Bug 1866702

Summary: Facing warning messages "failed to get imageFs info: non-existent label "crio-images" after upgrading to OCP 4.4.12
Product: OpenShift Container Platform Reporter: Asheth <asheth>
Component: NodeAssignee: Peter Hunt <pehunt>
Node sub component: CRI-O QA Contact: Sunil Choudhary <schoudha>
Status: CLOSED ERRATA Docs Contact:
Severity: medium    
Priority: medium CC: alchan, aos-bugs, dshumake, harpatil, jhou, jokerman, mharri, oarribas, obulatov, pehunt, rdomnu, weihuang, wzheng
Version: 4.4   
Target Milestone: ---   
Target Release: 4.6.0   
Hardware: Unspecified   
OS: Unspecified   
Whiteboard:
Fixed In Version: Doc Type: If docs needed, set a value
Doc Text:
Story Points: ---
Clone Of:
: 1878264 (view as bug list) Environment:
Last Closed: 2020-10-27 16:25:22 UTC Type: Bug
Regression: --- Mount Type: ---
Documentation: --- CRM:
Verified Versions: Category: ---
oVirt Team: --- RHEL 7.3 requirements from Atomic Host:
Cloudforms Team: --- Target Upstream Version:
Embargoed:
Bug Depends On:    
Bug Blocks: 1878264, 1878265    

Description Asheth 2020-08-06 07:44:21 UTC
Description of problem:

Recently the cluster was upgraded to OCP 4.4.12. 

After the upgrade, the below message was seen repeatedly in the logs.

Aug 04 01:51:54 dx01-worker-xyz-zrty[1461]: E0804 01:51:54.630430    1461 log_metrics.go:66] failed to get pod stats: failed to get imageFs info: non-existent label "crio-images"

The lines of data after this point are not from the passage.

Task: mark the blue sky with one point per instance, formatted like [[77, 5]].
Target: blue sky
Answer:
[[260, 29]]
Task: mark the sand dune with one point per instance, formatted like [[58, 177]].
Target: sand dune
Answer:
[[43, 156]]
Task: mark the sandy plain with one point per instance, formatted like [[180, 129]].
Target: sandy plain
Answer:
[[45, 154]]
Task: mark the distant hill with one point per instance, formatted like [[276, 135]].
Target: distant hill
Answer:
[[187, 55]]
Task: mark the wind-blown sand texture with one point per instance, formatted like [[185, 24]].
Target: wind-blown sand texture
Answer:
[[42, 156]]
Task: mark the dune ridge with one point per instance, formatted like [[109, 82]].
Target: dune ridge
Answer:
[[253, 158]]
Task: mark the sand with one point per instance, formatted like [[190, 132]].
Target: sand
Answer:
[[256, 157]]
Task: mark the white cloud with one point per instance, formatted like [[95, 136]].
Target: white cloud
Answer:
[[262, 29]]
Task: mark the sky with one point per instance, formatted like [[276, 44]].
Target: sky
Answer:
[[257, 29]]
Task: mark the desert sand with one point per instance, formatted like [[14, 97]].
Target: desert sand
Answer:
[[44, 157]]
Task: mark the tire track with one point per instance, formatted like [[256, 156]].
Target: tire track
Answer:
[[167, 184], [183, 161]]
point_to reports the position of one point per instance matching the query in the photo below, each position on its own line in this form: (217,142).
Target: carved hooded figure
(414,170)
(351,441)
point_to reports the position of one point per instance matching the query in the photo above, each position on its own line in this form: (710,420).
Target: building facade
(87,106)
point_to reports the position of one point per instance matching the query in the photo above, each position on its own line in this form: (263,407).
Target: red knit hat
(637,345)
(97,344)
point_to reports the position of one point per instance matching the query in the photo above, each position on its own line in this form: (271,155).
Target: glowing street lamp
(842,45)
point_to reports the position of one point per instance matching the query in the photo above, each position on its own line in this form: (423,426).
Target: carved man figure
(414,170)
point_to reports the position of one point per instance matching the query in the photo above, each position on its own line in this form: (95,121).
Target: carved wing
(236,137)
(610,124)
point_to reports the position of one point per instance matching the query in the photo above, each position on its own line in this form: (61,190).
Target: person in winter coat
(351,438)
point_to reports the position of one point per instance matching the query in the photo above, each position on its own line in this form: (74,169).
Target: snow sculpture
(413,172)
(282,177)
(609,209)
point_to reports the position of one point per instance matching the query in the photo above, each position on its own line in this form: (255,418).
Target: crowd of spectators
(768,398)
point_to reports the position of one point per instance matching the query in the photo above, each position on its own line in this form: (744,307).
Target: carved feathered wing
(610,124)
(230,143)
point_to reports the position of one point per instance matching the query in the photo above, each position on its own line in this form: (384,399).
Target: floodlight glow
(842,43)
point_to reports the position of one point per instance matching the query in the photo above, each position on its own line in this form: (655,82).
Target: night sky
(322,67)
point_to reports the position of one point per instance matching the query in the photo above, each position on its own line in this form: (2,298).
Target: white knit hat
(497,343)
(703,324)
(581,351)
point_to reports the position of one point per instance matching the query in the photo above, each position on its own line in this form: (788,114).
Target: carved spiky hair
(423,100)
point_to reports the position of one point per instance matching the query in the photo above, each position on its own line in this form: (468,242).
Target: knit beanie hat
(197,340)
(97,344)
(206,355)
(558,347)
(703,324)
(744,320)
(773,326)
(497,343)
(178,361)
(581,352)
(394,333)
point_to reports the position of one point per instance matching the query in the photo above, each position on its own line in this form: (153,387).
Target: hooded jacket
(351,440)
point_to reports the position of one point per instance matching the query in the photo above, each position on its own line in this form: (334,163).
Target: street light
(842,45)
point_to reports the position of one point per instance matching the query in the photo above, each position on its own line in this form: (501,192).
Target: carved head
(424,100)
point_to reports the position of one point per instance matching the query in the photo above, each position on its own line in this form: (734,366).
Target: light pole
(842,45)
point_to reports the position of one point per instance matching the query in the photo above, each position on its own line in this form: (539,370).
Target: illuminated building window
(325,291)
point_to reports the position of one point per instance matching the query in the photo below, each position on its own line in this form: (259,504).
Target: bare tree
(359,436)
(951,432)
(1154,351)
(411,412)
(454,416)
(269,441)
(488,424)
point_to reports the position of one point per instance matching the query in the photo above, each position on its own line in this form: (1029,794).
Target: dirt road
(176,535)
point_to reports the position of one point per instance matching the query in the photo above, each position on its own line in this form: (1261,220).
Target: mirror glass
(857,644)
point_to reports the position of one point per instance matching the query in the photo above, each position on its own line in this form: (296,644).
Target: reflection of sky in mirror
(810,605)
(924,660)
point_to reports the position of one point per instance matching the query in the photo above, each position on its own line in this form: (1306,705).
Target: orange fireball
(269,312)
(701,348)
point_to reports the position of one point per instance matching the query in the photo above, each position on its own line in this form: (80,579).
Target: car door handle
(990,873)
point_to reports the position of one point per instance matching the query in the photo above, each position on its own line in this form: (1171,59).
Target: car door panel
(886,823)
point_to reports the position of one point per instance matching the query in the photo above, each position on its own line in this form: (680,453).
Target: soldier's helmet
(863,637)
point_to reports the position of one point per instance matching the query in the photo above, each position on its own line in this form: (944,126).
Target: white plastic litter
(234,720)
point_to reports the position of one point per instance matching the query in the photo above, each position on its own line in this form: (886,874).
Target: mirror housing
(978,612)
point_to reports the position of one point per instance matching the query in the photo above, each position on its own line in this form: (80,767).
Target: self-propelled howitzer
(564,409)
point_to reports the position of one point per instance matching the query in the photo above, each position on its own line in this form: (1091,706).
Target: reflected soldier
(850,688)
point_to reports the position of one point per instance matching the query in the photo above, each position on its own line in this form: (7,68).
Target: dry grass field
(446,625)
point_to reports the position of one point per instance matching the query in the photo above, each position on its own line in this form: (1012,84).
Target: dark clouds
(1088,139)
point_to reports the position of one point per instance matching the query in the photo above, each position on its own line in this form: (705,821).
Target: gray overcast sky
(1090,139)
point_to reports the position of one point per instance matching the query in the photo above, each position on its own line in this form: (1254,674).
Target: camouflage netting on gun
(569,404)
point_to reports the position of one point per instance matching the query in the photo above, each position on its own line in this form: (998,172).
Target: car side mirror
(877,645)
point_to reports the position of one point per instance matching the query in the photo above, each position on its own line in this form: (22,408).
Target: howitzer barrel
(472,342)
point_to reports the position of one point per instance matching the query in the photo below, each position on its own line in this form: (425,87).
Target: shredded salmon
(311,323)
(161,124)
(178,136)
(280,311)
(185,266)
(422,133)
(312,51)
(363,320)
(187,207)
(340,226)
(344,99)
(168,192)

Also the output of the command "$ oc describe node" shows -- "failed to get imageFs info: non-existent label "crio-images"".


Version-Release number of selected component (if applicable):

OCP 4.4

How reproducible:


Steps to Reproduce:
1.
2.
3.

Actual results:


Expected results:


Additional info:
We had Bugzilla[1] opened for a similar issue, however, that Bugzilla was opened for OCP 4.1. This Bugzilla[1] was closed as OCP 4.1 reached End of Life cycle (EOL).

[1]https://bugzilla.redhat.com/show_bug.cgi?id=1741608

Comment 6 Peter Hunt 2020-08-06 16:29:54 UTC
what's `systemctl status crio`? We have seen this problem before when kubelet comes up before crio does.

Comment 12 Peter Hunt 2020-08-20 13:43:46 UTC
*** Bug 1866045 has been marked as a duplicate of this bug. ***

Comment 13 Peter Hunt 2020-08-20 20:32:27 UTC
I have yet to have a chance to look at this. I am going to work my team in the coming sprint to get to the bottom of it.

Comment 18 Peter Hunt 2020-08-28 18:39:41 UTC
I got it!

When the MCO applies a ContainerRuntimeConfig, it takes the ignition template and populates it with some defaults and the overridden values (in 4.4 and 4.3, this behavior has been changed in 4.5 slightly). 

CRI-O's default containers/storage options (root, runroot, storage_driver, storage_option) are all commented out by default. This is because we usually want to inherit options from `/etc/containers/storage.conf`

However, due to limitations in ignition, the newly created crio config prints all options, even ones that are empty (it doesn't know if it's supposed to be empty or not). This causes those values to all be empty.

CRI-O then serves that information directly on its `/info` endpoint, which cadvisor uses to populate its information about where the crio images are.

Thus, if we apply a ctrcfg, crio is lying to cadvisor about where the images are, and cadvisor gets confused and spits out that error.

The solution is to properly inherit the defaults from containers/storage that come from the storage.json. The master version of that PR is attached. Once it's approved, I'll back port all the way back to 4.3


I've verified that this fixes all cases up through 4.4. I am not sure why a customer is facing it in 4.5.5, I wasn't able to reproduce, but this may also fix it there.

Comment 20 Peter Hunt 2020-09-11 17:59:54 UTC
technically, this is already fixed in 4.6/4.7, so I'm marking it as modified. I'll clone back to 4.4 where the issue actually occurs

Comment 22 MinLi 2020-09-16 10:48:37 UTC
verified in version : 4.6.0-0.nightly-2020-09-12-230035

create a ContainerRuntimeConfig[1] changing the pod PID limit, and find no error messages in the event log, kubelet log and crio log.

[1]ContainerRuntimeConfig.yaml:
apiVersion: machineconfiguration.openshift.io/v1
kind: ContainerRuntimeConfig
metadata:
 name: set-pids-limit
spec:
 machineConfigPoolSelector:
   matchLabels:
     custom-crio: high-pid-limit
 containerRuntimeConfig:
   pidsLimit: 4096

Comment 27 errata-xmlrpc 2020-10-27 16:25:22 UTC
Since the problem described in this bug report should be
resolved in a recent advisory, it has been closed with a
resolution of ERRATA.

For information on the advisory (OpenShift Container Platform 4.6 GA Images), and where to find the updated
files, follow the link below.

If the solution does not work for you, open a new bug report.

https://access.redhat.com/errata/RHBA-2020:4196